Года за три разбогател Волчатник. Дивились извековцы:
— Гляди, как кадилу раздул.
— С деньгой, должно, был мужик.
— Какая там деньга, барахлишко, должно, продал там, а сюда деньжат прихватил.
— С барахлишка — разбогатеешь, держи карман шире, а то мимо проскочит.
— Не дурит ли на стороне чем-нибудь?
— Не слыхать будто — не жалуются.
— Не должон дурить, тихий он человек.
— Как за него ручаться, чужая душа — потемки.
Как привел Никитон-мужик коня — сон потерял. По ночам то и дело с фонарем ходил — караулил. Души не чаял в нем. Будто жену-красавицу лелеял: щетками чесал, солому свежую часто перестилал и овес на ветру лопатой веял ему на корм.
Стерег Никитон коня, а вор его стерег. Зимой, как-то под утро, вошел он в избу со двора, стук услышал. Оделся наскоро, на двор выскочил и по открытым воротам догадался о беде. На улицу выбежал, увидел, как вор у околицы ворота открывал.
Благим матом закричал Никитон:
— Карау-ул!.. Держите!.. А-ей!.. А-ей!..
Гремели щеколдами двери сеней и выбрасывали извековцев на улицу. Бежали они к Никитону и толпой бросились вдогонку.

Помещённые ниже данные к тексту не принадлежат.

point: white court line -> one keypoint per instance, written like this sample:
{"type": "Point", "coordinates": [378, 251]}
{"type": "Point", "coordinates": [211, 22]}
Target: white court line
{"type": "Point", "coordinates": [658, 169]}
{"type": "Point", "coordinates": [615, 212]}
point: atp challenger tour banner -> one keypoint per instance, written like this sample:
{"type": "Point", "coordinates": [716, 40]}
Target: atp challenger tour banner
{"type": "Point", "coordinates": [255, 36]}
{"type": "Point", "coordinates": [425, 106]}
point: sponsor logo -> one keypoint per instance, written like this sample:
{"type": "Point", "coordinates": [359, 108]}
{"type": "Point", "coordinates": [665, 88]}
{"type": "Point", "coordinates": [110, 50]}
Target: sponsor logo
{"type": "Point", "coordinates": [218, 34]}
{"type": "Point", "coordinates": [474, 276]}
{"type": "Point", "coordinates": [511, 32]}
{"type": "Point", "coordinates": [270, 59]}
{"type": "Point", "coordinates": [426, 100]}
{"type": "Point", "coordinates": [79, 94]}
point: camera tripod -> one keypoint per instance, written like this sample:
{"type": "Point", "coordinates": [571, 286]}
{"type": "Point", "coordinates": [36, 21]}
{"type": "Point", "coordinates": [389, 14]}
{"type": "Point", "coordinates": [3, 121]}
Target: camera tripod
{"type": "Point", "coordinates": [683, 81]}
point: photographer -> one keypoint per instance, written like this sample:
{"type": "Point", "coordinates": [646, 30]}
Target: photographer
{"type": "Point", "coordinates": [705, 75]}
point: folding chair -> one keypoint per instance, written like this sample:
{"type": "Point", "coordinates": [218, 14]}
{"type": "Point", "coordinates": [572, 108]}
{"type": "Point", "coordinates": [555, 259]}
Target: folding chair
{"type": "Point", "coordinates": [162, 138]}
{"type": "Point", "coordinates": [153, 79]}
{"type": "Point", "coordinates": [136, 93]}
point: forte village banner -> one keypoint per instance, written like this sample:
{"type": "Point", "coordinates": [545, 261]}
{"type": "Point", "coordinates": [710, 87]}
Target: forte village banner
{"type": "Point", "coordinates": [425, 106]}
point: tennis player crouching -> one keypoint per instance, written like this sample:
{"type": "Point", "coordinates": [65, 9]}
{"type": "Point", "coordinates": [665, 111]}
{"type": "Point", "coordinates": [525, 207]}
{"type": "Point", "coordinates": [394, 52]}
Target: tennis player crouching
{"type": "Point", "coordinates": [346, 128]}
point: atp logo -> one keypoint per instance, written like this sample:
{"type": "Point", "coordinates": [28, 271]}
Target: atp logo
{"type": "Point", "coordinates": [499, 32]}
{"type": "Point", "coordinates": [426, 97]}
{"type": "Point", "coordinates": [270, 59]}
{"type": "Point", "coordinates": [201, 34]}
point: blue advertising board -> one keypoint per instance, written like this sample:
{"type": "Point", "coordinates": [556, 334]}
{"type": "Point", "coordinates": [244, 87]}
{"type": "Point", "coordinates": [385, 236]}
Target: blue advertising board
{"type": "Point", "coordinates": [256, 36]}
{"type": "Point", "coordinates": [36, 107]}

Звериная, должно, у воров привычка. Не поскакал он по дороге, а к лесу свернул почему-то (а может быть, конь заупрямился). По глубокому снегу лошадь медленнее пошла, а вскоре задними ногами ухнула в яму и остановилась. Спрыгнул с нее человек и побежал, карабкаясь по снегу, к лесу.
Заревели извековцы:
— Лови… Ай… Стой… Не уйдешь.
В дымистой морозной тиши на тысячи голосов отзывалось им эхо из темного леса. Ближе и ближе подвигалась толпа к вору. Почуял он, что не уйти ему от погони, остановился. Сбросил кафтан, сапоги валены снял и босиком, в одной рубахе, по-волчьи запрыгал к лесу.
Трудно ему было с глубоким снегом справиться. Из сил выбился — встал, шапку на глаза нахмурил, рукой нос закрыл, в другой — нож сжал и подбежавшим прохрипел:
— Не подходи… кишки выпущу!..
Окружили его извековцы. Подходить боятся и человека в утреннем предрассвете не узнают.
Подбегали отставшие и тесней окружали конокрада.
— Брось, стервец, ножик — убьем не то!
Тот руку с ножом поднял над головой, зверем озирался.
Никитон лошадь из снегу выправил, к толпе подскакал, протискался вперед и тоже остановился:
— Ага… попался.
Вор к нему с ножом двинулся. Передние отступили перед ним, а задние вперед подались. Понял вор, что так его скорее схватят, опять остановился. И ноги по очереди из снегу вытаскивал. Советоваться стала толпа:
— Возьми вот его без припасу-то!
— Снасть была бы какая, махнул бы его по боку — и хватай.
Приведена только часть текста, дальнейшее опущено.